Bu aynı zamanda İngiltere Başbakanlığından da ayrılma sürecinin başlaması demekti. Muhafazakar Parti’de seçim yarışı bitip, Kraliçe hükümeti kurma görevini yeni isime verdiğinde Johnson, “Bekçi Başbakan” koltuğuna da veda etmiş olacak.

57 yaşındaki Boris Johnson, 2019 Temmuzunda oturduğu başbakanlık koltuğundan, 3 yıl sonra yine Temmuz ayında ayrılmış oluyor. 

BORİS JOHNSON’IN GİDİŞİNE EN ÇOK RUSYA SEVİNDİ

Bu yılın Şubat ayında Rusya’nın Ukrayna’yı işgali ardından ilk harekete geçen ve en sert tepkiyi veren lider İngiltere Başbakanı Johnson oldu. Nisan ayında sürpriz bir şekilde Kiev’e gidip Ukrayna Cumhurbaşkanı Vilademir Zelenskiy ile görüştü. Ülkesinin Ukrayna’ya her türlü silah yardımında bulunacağı sözünü verdi. 

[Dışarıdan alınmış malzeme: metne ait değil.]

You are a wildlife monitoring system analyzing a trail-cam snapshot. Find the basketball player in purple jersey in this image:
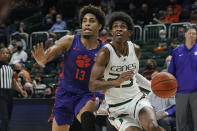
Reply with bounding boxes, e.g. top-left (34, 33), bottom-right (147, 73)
top-left (32, 5), bottom-right (105, 131)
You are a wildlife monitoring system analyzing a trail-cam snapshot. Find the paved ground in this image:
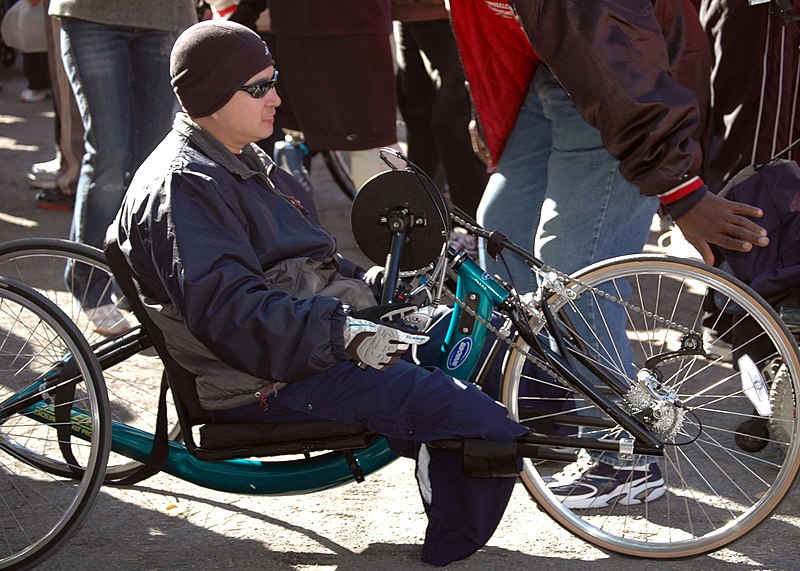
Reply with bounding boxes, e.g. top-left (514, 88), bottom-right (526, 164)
top-left (0, 54), bottom-right (800, 571)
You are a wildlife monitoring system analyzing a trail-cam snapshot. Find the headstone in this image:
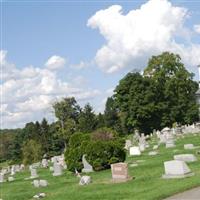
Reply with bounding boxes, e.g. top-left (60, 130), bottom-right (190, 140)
top-left (82, 155), bottom-right (93, 173)
top-left (162, 160), bottom-right (194, 179)
top-left (39, 180), bottom-right (48, 187)
top-left (0, 173), bottom-right (4, 183)
top-left (130, 163), bottom-right (138, 167)
top-left (53, 162), bottom-right (62, 176)
top-left (75, 168), bottom-right (81, 178)
top-left (79, 176), bottom-right (91, 185)
top-left (8, 176), bottom-right (15, 182)
top-left (15, 165), bottom-right (20, 172)
top-left (42, 158), bottom-right (48, 168)
top-left (111, 162), bottom-right (130, 182)
top-left (33, 193), bottom-right (46, 199)
top-left (33, 180), bottom-right (40, 187)
top-left (49, 166), bottom-right (54, 172)
top-left (174, 154), bottom-right (197, 162)
top-left (30, 168), bottom-right (38, 179)
top-left (129, 146), bottom-right (141, 156)
top-left (139, 144), bottom-right (146, 152)
top-left (139, 133), bottom-right (147, 151)
top-left (20, 164), bottom-right (25, 171)
top-left (33, 180), bottom-right (48, 187)
top-left (124, 140), bottom-right (132, 150)
top-left (32, 162), bottom-right (40, 168)
top-left (153, 145), bottom-right (158, 150)
top-left (148, 151), bottom-right (158, 156)
top-left (184, 144), bottom-right (195, 149)
top-left (11, 165), bottom-right (15, 176)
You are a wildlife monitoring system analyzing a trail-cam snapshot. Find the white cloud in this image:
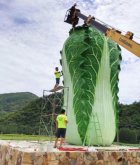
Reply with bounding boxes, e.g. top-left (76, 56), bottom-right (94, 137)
top-left (0, 0), bottom-right (140, 103)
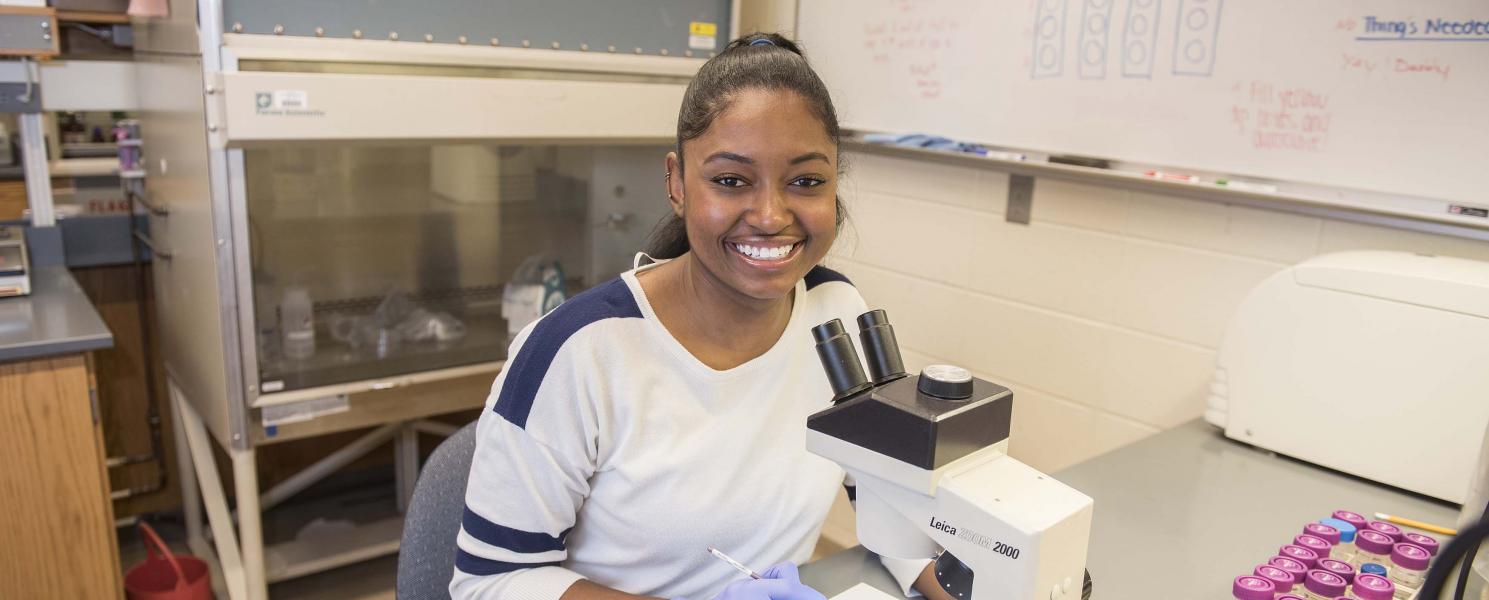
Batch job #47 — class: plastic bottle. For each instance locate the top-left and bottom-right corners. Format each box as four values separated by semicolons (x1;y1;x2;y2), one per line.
1391;542;1432;599
1230;575;1280;600
1355;529;1395;570
1267;557;1307;594
1292;533;1334;558
1318;558;1355;584
1251;564;1297;594
1318;518;1359;564
1365;521;1406;543
1278;543;1328;571
280;286;316;359
1403;533;1438;557
1303;569;1349;600
1349;573;1395;600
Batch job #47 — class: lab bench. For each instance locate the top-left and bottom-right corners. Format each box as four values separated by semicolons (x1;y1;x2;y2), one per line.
0;267;122;599
801;420;1458;599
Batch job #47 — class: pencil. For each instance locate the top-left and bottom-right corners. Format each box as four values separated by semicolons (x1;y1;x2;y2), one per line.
1376;512;1458;536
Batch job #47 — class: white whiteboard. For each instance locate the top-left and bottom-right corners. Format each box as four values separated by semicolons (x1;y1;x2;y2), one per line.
798;0;1489;207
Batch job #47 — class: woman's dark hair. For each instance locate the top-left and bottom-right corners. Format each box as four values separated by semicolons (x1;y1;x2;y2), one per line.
646;33;844;259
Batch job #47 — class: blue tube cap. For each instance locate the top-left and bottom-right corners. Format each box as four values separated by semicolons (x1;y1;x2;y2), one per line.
1318;518;1355;543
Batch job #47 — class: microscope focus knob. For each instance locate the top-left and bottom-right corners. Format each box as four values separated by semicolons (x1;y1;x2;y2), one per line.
916;365;972;400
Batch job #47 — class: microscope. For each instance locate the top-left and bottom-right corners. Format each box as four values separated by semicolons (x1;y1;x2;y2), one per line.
807;310;1091;600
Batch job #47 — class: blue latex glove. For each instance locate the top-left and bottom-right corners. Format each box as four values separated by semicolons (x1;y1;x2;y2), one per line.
713;561;826;600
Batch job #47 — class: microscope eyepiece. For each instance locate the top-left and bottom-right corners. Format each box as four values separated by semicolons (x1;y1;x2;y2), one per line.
812;319;873;403
858;310;905;386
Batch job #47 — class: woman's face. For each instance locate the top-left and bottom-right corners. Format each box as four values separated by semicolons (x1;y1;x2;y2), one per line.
667;89;837;301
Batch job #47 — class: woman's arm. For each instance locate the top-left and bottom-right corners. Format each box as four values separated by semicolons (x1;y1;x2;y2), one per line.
911;563;956;600
558;579;651;600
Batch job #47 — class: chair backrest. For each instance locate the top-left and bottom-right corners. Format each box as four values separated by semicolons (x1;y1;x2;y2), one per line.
398;423;475;600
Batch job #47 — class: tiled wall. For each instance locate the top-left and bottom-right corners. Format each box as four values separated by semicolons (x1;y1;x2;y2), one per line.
828;153;1489;472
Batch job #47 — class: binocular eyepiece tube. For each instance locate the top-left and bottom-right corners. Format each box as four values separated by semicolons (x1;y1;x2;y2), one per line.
858;308;905;386
812;310;905;403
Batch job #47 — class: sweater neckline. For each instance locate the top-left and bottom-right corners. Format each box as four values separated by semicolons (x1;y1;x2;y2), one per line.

Sözünü büyük oranda da tutan Johnson’ın bu ani istifası en çok Moskova’yı sevindirdi. İngiltere’deki bu siyasi krizin Rusya’nın zaferi olduğunu söyleyenler bile hayli var. Başbakanın muhalifleri, Rusya’ya yönelik yaptırımların Avrupa’nın kendi ayağına sıktığı kurşun olduğunu dile getirip durdu. 

İngiltere, istifaya giden süreci ve sonrasını tartışırken, hiçbir muhalif çıkıp da “dış güçler” tartışması yapmaya kalkmadı. Sağlık Bakanı Sajid Javid’in Pakistan, Maliye Bakanı Rishi Sunak’ın da Kenya kökenli olduğu ve “mülteci komplosu” iddiası, İngiltere’de değil Türkiye’de dile getirildi. 

Rus ve Çin ya da benzeri ülkelerin rejimlerinde “istifa” ancak liderlerinden “af dileyerek” istenebiliyor. Kişisel bir karar olarak ortaya çıkması pek mümkün görünmüyor. 

“Ben gidersem devlet yıkılır” algısının yerleştirildiği Türkiye’ye inat, Boris Johnson siyasette vazgeçilmez olduğunu ortaya koydu. 

İngiltere güçlü olma istikametinde bir çıkış yolu bulacak, Türkiye ise çıkmaza sürüklenmeye devam edecek.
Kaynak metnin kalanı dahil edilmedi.